- A geologist tries to prevent a huge sinkhole from devouring New Orleans during Mardi Gras.
- At the outskirts of New Orleans a sewage tunnel caves in; city officials are less concerned about the worker who was killed then about possible repercussions on the impending Mardi Gras in the French Quarter, which is the tourist hight point of the year in Louisiana, so the priority is to prevent a panic. Still Allison Beauchamp, under whose responsibility public works fall in city hall, calls on her intimate friend, geologist Matt Andrews, who is extremely cautious since an accident only he blames himself for, to investigate. Shortly after another cave in, he finds and reports -even arranging radar material was opposed by the Mardi Gras lobby- that such sink holes are caused by the lingering on of a fire in underground tunnels trough peat layers, so there's no way of telling where and when more sink-holes will collapse, but it may happen all over the city, and two million tourists joining in the reveling increase the risk, so everyone is in danger. However city press secretary George Regan, who knows mayor John Lafitte would probably follow her advice to evacuate, falsifies the report so Allison allows the Mardi Gras committee to go ahead with the annual festivities...—KGF Vissers
- Corbett stars as Matt Andrews, a geologist who is asked to investigate why there have been two large sinkholes affecting the city of New Orleans. Jessica Steen plays his girlfriend Allison Beauchamp, assistant to the Mayor, who has to decide whether the problems with the sinkholes will spread far enough to require that the remainder of Mardi Gras be cancelled, which would be an economic disaster to the city.

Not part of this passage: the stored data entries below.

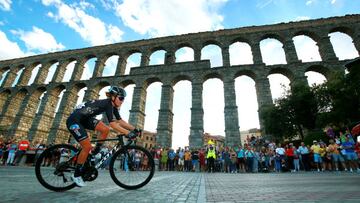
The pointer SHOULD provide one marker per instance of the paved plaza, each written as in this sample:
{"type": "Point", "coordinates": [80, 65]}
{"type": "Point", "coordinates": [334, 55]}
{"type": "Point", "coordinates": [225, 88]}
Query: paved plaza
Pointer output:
{"type": "Point", "coordinates": [19, 184]}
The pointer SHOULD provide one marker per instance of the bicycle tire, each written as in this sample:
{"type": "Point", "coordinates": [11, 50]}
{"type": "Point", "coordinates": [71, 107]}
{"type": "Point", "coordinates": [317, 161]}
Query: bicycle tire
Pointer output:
{"type": "Point", "coordinates": [118, 158]}
{"type": "Point", "coordinates": [40, 169]}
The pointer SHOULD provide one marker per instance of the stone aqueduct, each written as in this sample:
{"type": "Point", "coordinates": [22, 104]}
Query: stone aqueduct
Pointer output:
{"type": "Point", "coordinates": [19, 103]}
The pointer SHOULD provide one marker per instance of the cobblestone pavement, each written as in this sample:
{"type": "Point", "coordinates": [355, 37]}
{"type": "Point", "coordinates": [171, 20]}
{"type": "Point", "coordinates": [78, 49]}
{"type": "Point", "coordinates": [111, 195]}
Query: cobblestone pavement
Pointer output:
{"type": "Point", "coordinates": [19, 184]}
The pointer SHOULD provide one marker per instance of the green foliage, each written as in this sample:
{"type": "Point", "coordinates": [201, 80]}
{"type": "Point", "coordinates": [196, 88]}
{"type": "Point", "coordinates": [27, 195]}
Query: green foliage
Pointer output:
{"type": "Point", "coordinates": [316, 135]}
{"type": "Point", "coordinates": [335, 103]}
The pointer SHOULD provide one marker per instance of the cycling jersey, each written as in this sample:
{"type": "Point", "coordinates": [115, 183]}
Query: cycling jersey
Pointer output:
{"type": "Point", "coordinates": [83, 117]}
{"type": "Point", "coordinates": [93, 108]}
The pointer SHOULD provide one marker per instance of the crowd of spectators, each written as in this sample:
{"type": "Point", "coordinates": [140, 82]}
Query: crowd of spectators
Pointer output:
{"type": "Point", "coordinates": [341, 153]}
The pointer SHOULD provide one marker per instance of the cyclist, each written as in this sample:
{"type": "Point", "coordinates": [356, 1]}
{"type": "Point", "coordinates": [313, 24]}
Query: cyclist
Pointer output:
{"type": "Point", "coordinates": [83, 117]}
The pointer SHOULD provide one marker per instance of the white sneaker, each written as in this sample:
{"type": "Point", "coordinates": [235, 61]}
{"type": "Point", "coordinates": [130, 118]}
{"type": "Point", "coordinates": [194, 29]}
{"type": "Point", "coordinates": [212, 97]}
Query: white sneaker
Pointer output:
{"type": "Point", "coordinates": [78, 181]}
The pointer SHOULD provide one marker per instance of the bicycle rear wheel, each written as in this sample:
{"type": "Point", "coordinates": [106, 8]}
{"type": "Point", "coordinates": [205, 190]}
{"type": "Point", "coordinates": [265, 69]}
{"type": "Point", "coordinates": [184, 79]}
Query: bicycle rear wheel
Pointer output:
{"type": "Point", "coordinates": [132, 167]}
{"type": "Point", "coordinates": [55, 166]}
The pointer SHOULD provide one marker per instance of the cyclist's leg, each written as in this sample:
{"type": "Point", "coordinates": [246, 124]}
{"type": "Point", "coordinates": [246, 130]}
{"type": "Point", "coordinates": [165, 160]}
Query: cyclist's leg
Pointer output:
{"type": "Point", "coordinates": [80, 135]}
{"type": "Point", "coordinates": [104, 131]}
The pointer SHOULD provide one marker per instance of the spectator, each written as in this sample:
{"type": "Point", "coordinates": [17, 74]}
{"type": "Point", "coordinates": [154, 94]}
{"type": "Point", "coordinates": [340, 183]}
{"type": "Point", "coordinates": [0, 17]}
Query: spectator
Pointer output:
{"type": "Point", "coordinates": [164, 159]}
{"type": "Point", "coordinates": [211, 156]}
{"type": "Point", "coordinates": [202, 160]}
{"type": "Point", "coordinates": [304, 156]}
{"type": "Point", "coordinates": [233, 157]}
{"type": "Point", "coordinates": [195, 160]}
{"type": "Point", "coordinates": [289, 151]}
{"type": "Point", "coordinates": [39, 148]}
{"type": "Point", "coordinates": [227, 160]}
{"type": "Point", "coordinates": [181, 161]}
{"type": "Point", "coordinates": [171, 160]}
{"type": "Point", "coordinates": [317, 150]}
{"type": "Point", "coordinates": [351, 157]}
{"type": "Point", "coordinates": [187, 158]}
{"type": "Point", "coordinates": [23, 147]}
{"type": "Point", "coordinates": [12, 148]}
{"type": "Point", "coordinates": [333, 151]}
{"type": "Point", "coordinates": [241, 159]}
{"type": "Point", "coordinates": [249, 155]}
{"type": "Point", "coordinates": [279, 157]}
{"type": "Point", "coordinates": [296, 160]}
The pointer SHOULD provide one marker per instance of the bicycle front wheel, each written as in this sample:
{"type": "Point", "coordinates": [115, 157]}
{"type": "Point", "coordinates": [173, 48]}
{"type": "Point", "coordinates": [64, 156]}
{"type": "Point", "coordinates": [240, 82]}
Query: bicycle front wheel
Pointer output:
{"type": "Point", "coordinates": [132, 167]}
{"type": "Point", "coordinates": [55, 166]}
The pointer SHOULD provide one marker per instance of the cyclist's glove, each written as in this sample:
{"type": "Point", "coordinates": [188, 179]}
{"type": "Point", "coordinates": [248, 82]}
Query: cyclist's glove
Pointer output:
{"type": "Point", "coordinates": [138, 131]}
{"type": "Point", "coordinates": [132, 135]}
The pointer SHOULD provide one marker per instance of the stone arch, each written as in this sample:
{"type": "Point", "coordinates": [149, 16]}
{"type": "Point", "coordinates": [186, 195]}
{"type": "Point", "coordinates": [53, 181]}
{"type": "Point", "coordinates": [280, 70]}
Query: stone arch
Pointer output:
{"type": "Point", "coordinates": [325, 71]}
{"type": "Point", "coordinates": [4, 72]}
{"type": "Point", "coordinates": [240, 47]}
{"type": "Point", "coordinates": [211, 106]}
{"type": "Point", "coordinates": [151, 80]}
{"type": "Point", "coordinates": [314, 36]}
{"type": "Point", "coordinates": [278, 80]}
{"type": "Point", "coordinates": [34, 72]}
{"type": "Point", "coordinates": [184, 53]}
{"type": "Point", "coordinates": [184, 44]}
{"type": "Point", "coordinates": [246, 101]}
{"type": "Point", "coordinates": [273, 36]}
{"type": "Point", "coordinates": [20, 126]}
{"type": "Point", "coordinates": [343, 44]}
{"type": "Point", "coordinates": [283, 71]}
{"type": "Point", "coordinates": [249, 73]}
{"type": "Point", "coordinates": [181, 108]}
{"type": "Point", "coordinates": [127, 82]}
{"type": "Point", "coordinates": [68, 66]}
{"type": "Point", "coordinates": [152, 95]}
{"type": "Point", "coordinates": [111, 63]}
{"type": "Point", "coordinates": [315, 78]}
{"type": "Point", "coordinates": [4, 96]}
{"type": "Point", "coordinates": [20, 71]}
{"type": "Point", "coordinates": [11, 109]}
{"type": "Point", "coordinates": [344, 29]}
{"type": "Point", "coordinates": [133, 59]}
{"type": "Point", "coordinates": [157, 56]}
{"type": "Point", "coordinates": [53, 65]}
{"type": "Point", "coordinates": [306, 48]}
{"type": "Point", "coordinates": [216, 75]}
{"type": "Point", "coordinates": [272, 50]}
{"type": "Point", "coordinates": [178, 78]}
{"type": "Point", "coordinates": [88, 67]}
{"type": "Point", "coordinates": [213, 53]}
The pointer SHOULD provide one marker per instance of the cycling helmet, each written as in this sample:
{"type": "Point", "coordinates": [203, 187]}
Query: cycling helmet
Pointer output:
{"type": "Point", "coordinates": [117, 91]}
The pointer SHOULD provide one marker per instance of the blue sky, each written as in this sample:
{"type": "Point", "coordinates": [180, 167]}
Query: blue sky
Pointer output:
{"type": "Point", "coordinates": [29, 27]}
{"type": "Point", "coordinates": [24, 24]}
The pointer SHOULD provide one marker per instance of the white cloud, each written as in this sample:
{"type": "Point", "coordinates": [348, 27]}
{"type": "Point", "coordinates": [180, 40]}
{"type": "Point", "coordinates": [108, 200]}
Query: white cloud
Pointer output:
{"type": "Point", "coordinates": [9, 49]}
{"type": "Point", "coordinates": [309, 2]}
{"type": "Point", "coordinates": [5, 5]}
{"type": "Point", "coordinates": [264, 3]}
{"type": "Point", "coordinates": [38, 40]}
{"type": "Point", "coordinates": [90, 28]}
{"type": "Point", "coordinates": [299, 18]}
{"type": "Point", "coordinates": [171, 17]}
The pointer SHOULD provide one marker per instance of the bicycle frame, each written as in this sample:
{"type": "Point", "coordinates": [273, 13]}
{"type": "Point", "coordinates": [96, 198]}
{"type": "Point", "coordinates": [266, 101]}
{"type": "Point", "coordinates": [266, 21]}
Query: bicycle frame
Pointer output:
{"type": "Point", "coordinates": [118, 146]}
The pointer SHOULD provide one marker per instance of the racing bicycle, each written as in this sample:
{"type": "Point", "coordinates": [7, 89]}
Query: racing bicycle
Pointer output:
{"type": "Point", "coordinates": [130, 166]}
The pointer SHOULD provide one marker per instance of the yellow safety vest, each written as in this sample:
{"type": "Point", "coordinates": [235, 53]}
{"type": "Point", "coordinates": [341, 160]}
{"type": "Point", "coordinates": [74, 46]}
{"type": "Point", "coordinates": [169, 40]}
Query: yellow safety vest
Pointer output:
{"type": "Point", "coordinates": [211, 153]}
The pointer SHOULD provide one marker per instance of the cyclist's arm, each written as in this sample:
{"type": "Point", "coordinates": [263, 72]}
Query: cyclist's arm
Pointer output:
{"type": "Point", "coordinates": [125, 124]}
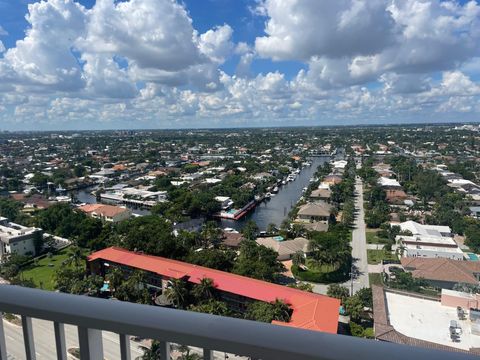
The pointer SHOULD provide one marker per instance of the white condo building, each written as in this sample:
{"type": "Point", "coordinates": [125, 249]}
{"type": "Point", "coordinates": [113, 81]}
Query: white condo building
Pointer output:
{"type": "Point", "coordinates": [428, 241]}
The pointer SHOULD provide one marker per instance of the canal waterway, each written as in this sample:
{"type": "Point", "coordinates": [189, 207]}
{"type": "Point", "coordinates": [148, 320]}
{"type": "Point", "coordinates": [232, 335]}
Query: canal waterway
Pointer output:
{"type": "Point", "coordinates": [272, 211]}
{"type": "Point", "coordinates": [275, 210]}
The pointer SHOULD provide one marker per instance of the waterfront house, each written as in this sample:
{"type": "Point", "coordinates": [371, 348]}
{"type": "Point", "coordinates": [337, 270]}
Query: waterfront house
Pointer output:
{"type": "Point", "coordinates": [314, 211]}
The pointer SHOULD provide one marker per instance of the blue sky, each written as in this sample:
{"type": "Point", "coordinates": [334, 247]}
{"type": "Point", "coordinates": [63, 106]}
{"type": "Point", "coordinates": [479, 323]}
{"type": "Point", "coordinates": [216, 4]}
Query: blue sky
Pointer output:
{"type": "Point", "coordinates": [87, 64]}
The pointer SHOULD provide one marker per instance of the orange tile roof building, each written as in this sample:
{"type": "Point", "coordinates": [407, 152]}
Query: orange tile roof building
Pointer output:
{"type": "Point", "coordinates": [310, 311]}
{"type": "Point", "coordinates": [443, 273]}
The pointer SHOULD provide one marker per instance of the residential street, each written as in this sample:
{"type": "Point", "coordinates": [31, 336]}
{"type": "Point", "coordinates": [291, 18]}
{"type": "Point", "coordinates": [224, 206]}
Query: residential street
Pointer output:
{"type": "Point", "coordinates": [359, 248]}
{"type": "Point", "coordinates": [359, 242]}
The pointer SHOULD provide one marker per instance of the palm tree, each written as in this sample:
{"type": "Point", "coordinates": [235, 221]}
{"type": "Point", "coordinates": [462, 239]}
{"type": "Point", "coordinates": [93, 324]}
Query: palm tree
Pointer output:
{"type": "Point", "coordinates": [153, 352]}
{"type": "Point", "coordinates": [281, 311]}
{"type": "Point", "coordinates": [178, 293]}
{"type": "Point", "coordinates": [205, 290]}
{"type": "Point", "coordinates": [115, 277]}
{"type": "Point", "coordinates": [211, 234]}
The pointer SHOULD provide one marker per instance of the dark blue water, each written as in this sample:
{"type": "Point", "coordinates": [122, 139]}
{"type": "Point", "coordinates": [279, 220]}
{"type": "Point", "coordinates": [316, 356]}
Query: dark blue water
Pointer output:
{"type": "Point", "coordinates": [277, 208]}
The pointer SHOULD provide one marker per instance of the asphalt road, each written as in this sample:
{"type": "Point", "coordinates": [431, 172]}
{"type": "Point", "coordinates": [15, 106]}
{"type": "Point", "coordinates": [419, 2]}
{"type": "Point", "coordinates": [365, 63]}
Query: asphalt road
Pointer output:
{"type": "Point", "coordinates": [359, 242]}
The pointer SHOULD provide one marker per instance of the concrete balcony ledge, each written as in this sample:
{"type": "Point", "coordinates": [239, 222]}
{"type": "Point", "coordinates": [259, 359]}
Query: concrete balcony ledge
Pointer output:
{"type": "Point", "coordinates": [248, 338]}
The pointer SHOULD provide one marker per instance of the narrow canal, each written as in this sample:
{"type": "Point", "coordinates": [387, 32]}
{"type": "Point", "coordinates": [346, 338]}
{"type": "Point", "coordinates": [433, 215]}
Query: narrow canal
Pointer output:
{"type": "Point", "coordinates": [271, 211]}
{"type": "Point", "coordinates": [277, 208]}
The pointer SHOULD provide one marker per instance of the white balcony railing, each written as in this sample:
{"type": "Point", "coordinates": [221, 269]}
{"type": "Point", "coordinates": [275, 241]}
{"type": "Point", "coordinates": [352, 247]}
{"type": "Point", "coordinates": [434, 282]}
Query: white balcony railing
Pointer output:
{"type": "Point", "coordinates": [253, 339]}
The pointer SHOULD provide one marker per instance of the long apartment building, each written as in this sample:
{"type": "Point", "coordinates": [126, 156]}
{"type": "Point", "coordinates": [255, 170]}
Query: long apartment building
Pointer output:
{"type": "Point", "coordinates": [18, 239]}
{"type": "Point", "coordinates": [310, 311]}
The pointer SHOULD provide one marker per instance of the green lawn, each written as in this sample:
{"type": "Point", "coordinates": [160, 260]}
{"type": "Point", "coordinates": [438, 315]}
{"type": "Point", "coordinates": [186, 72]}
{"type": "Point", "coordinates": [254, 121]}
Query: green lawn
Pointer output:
{"type": "Point", "coordinates": [376, 256]}
{"type": "Point", "coordinates": [372, 238]}
{"type": "Point", "coordinates": [43, 273]}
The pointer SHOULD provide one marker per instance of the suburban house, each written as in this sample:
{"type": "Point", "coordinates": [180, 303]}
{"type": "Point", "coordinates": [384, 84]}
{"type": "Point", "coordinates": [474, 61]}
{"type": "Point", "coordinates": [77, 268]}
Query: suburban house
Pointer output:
{"type": "Point", "coordinates": [443, 273]}
{"type": "Point", "coordinates": [321, 226]}
{"type": "Point", "coordinates": [284, 248]}
{"type": "Point", "coordinates": [109, 213]}
{"type": "Point", "coordinates": [314, 211]}
{"type": "Point", "coordinates": [321, 194]}
{"type": "Point", "coordinates": [309, 311]}
{"type": "Point", "coordinates": [17, 239]}
{"type": "Point", "coordinates": [232, 239]}
{"type": "Point", "coordinates": [387, 182]}
{"type": "Point", "coordinates": [332, 179]}
{"type": "Point", "coordinates": [428, 241]}
{"type": "Point", "coordinates": [395, 196]}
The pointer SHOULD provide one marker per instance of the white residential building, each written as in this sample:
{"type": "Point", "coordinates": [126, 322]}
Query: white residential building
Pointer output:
{"type": "Point", "coordinates": [387, 182]}
{"type": "Point", "coordinates": [428, 241]}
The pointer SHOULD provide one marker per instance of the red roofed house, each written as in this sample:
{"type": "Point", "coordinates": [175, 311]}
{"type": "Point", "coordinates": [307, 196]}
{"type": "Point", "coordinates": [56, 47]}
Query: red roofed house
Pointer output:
{"type": "Point", "coordinates": [310, 311]}
{"type": "Point", "coordinates": [109, 213]}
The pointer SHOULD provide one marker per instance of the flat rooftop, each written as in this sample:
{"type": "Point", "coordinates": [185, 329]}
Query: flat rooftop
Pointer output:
{"type": "Point", "coordinates": [428, 320]}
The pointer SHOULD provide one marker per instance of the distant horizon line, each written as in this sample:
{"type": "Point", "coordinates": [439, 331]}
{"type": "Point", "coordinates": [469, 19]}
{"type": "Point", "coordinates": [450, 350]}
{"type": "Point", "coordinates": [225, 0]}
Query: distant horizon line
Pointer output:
{"type": "Point", "coordinates": [409, 124]}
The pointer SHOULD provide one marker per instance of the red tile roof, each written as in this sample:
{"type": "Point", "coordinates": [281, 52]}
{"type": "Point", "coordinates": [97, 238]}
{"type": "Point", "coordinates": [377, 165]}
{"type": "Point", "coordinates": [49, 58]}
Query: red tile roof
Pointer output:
{"type": "Point", "coordinates": [310, 311]}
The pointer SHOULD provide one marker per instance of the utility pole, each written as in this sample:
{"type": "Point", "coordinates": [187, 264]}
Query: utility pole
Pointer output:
{"type": "Point", "coordinates": [351, 277]}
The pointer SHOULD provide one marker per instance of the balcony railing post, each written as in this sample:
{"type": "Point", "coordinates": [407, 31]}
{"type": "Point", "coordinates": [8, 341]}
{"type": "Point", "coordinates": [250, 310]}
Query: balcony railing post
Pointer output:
{"type": "Point", "coordinates": [28, 338]}
{"type": "Point", "coordinates": [90, 341]}
{"type": "Point", "coordinates": [165, 349]}
{"type": "Point", "coordinates": [207, 354]}
{"type": "Point", "coordinates": [125, 347]}
{"type": "Point", "coordinates": [3, 345]}
{"type": "Point", "coordinates": [60, 341]}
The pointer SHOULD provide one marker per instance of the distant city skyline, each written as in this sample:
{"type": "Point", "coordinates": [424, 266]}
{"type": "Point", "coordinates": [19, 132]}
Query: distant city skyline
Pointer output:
{"type": "Point", "coordinates": [148, 64]}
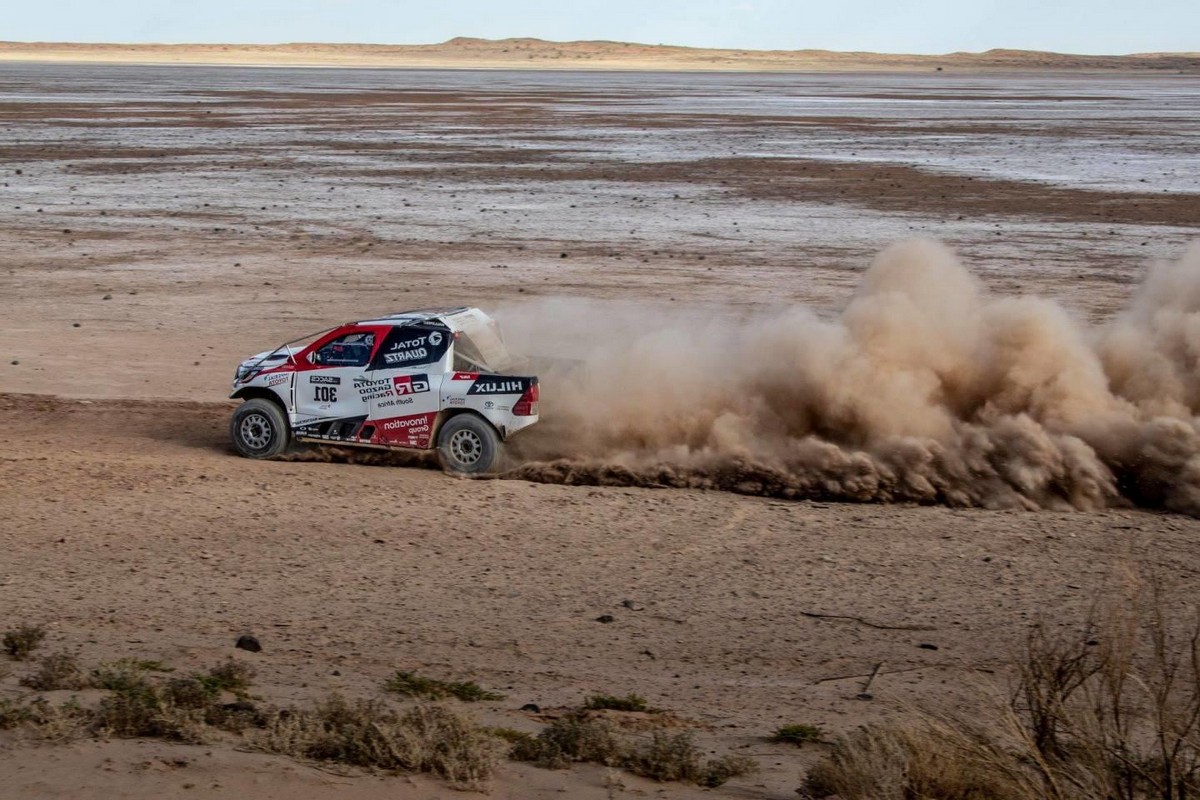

Matt has a number of personal issues because of a disaster which happened at a mine he was advising on its operations. Although cleared of responsibility for the accident, he still blames himself, which may be causing him to be overcautious. Matt admits the potential problem of the sinkholes becoming so serious as to endanger the city could occur next week, or not for three hundred years. Based on the lack of real evidence of immediate danger, and because some evidence that she should have received has been destroyed by the mayor's political flack, Allison has decided not to close the festival, only to have the disaster metastasize, like a cancer devouring the city's underground.
The only answer is to obtain a binary liquid which when combined produces a foam that will fill the huge sinkhole cavern. The foam will expand to hundreds of times its size, and becomes as hard as concrete. Due to an emergency, while Matt is underground inspecting the caverns, he becomes partially trapped, and has to ask to have the foam started (which will kill him if he can't find an escape) because if they don't start the flow of the liquid immediately, the ground underneath downtown New Orleans will collapse similar to the effects of soil liquefaction and thousands to tens of thousands of people will be injured or killed. The last few minutes of the film become a race against time as Matt attempts to find an exit before the foam overwhelms him.
The film points to an event that would happen five years after the movie was made. Matt points out the sinkholes, if they do fail and open up, could be as serious a disaster to the city as if its levees collapsed, an event that did happen as a result of Hurricane Katrina in 2005.